Screed against modern management practices

A friend sent this this screed from Forbes about the folly of modern management practices, e.g., trying to maximize shareholder value and paying managers for pumping up the stock price rather than getting customers and profits. The article includes some interesting statistics, e.g.,

Meanwhile [despite higher CEO compensation per dollar of net earnings] real performance was declining. From 1933 to 1976, real compound annual return on the S&P 500 was 7.5 percent. Since 1976, Martin writes, the total real return on the S&P 500 was 6.5 percent (compound annual). The situation is even starker if we look at the rate of return on assets, or the rate of return on invested capital, which according to a comprehensive study by Deloitte’s Center For The Edge are today only one quarter of what they were in 1965.

The article concludes by relating an argument against stock-based compensation for managers: “For the last 35 years, stock-based compensation has been tried. It had the opposite effect of what was intended. We should learn from experience and discontinue it.”

Managers do seem to be doing great while shareholders continue to take a beating. I wonder if it is completely fair, though, to blame the managers for helping themselves to unearned stock options and grants. Capital is cheap now, thanks to the rapidly growing wealth and high savings rates in China, India, and other rising economies. Even if managers weren’t looting from the shareholders it isn’t clear why the returns on investment should be high. Money isn’t as scarce as it once was.

4 thoughts on “Screed against modern management practices

  1. Part of the reason for stock-option-based pay and performance pay are taxes: (1) capital gains have lower taxes rates than income, so to give a CEO a take home of $X costs $1.25X as a capital gain and $2X as income (numbers approximate); (2) the Clinton administration made salaries above $1MM non-deductible as a corporate expense, so typically anything above that is paid as “bonus” or “commission,” for which the deductibility is maintained.

    Enter the law of unintended (but very predictable) consequences.
    J

  2. Paging grad students…. This seems ripe for academic or otherwise in-depth study. Executive compensation has been public long enough to collect comparative samples and compare earnings from companies run by CEOs with high stock-based compensation (where “high” is well defined) vs other CEOs (where “other” is smartly defined).

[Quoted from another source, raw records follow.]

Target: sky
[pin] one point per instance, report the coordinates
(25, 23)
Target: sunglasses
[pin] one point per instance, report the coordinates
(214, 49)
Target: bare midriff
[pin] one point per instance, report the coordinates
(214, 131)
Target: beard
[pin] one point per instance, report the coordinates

It would just take a lot of time to gather the data. (I can’t imagine this hasn’t been done already.)

    Heck, if you were willing to accept a relatively short sample period it would be trivial (no?) to show the precise drag of stock based compensation on earnings, since they’ve been accounted for in recent SEC filings.

  3. This might be a good argument for incremental raising income tax levels to > 50% for incomes > 1 Million.

    A hand full of C level people are doing great at the expense of everyone else including society as a whole. Some of the practices they engage in are destructive so they can pump up stock prices and then reap the fat bonus’.

    I will offer as evidence the Compaq – DEC buyout; the HP – Compaq buyout; and finally the recent Oracle buying spree: JD Edwards, PeopleSoft, etc. Harmful to the IT industry while only benefiting a few.

    Another example of destructive practices revolving around pumping up stock prices are LBO (Leveraged Buyout) companies.